Car derrière l'histoire officielle, forcément glorieuse et fraternelle, en ce mois de mai 1945 se dessinaient déjà en filigrane les tensions actuelles.
Récit historique d'une journée très particulière.
Il y a un an, je me suis penchée sur l'histoire de cette journée qui fut si porteuse d'espoir pour l'avenir, et j'ai découvert une drôle d'histoire derrière l'histoire officielle.
Alors que l'Europe n'est plus qu'un champ de ruines, alors qu'à travers le monde les morts, militaires et civils se comptent par millions, alors que le continent européen exhibe ses plaies béantes sous un ciel printanier enfin porteur de paix, l'orgueil d'un homme impose son propre calendrier à l'Europe.
Une reddition en deux actes
Avant même le suicide d'Adolf Hitler le 30 avril, le sommet de l'état nazi est devenu un marigot dans lequel magouillent les dauphins pressentis, Göring et Himmler.
Hitler ne leur pardonne pas leur trahison et rédige son ultime testament par lequel il désigne officiellement le grand amiral Karl Dönitz comme son successeur.
Devenu Président du Reich dès l'annonce du suicide du Führer, Dönitz, tout en conservant tous les rouages du nazisme, œuvre pour une paix séparée avec les Occidentaux.

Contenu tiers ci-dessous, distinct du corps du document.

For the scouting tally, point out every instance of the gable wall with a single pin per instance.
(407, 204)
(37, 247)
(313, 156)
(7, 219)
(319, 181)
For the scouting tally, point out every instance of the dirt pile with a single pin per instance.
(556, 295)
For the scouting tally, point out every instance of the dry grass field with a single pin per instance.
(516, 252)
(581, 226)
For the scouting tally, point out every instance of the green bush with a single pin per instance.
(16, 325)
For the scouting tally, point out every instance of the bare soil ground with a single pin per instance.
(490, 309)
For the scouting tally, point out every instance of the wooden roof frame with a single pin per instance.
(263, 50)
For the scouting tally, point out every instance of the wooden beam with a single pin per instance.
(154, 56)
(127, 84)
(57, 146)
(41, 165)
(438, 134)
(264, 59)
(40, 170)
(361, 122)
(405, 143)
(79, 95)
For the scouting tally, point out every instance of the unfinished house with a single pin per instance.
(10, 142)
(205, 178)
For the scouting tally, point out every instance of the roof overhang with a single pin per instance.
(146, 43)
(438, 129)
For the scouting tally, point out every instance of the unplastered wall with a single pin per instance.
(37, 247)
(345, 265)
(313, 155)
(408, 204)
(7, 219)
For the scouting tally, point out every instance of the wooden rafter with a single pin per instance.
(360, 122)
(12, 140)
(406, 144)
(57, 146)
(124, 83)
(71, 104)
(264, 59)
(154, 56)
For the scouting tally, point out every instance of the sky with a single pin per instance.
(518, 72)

Il espère ainsi que l'armée allemande garde ce qu'il reste de sa puissance pour rester le fer de lance dans l'affrontement entre l'Occident et l'URSS. Jusqu'au 7 mai, il mettra tout en œuvre pour faire passer les troupes allemandes derrière les lignes américaines afin de les soustraire à la fureur des soviétiques, ce qui ne l'empêchera pas de faire pendre les déserteurs.
Mais ses espoirs de paix séparée mourront le 7 mai 1945.
7 mai 1945 : capitulation sans condition
Pour Dönitz comme pour tous les dignitaires allemands ce sera la douche froide, voire glacée, car si à leurs yeux il restait un espoir d'accord avec les Américains et les Anglais, pour ceux-ci et leurs alliés c'est un "non" à tout ce que proposera l'Allemagne.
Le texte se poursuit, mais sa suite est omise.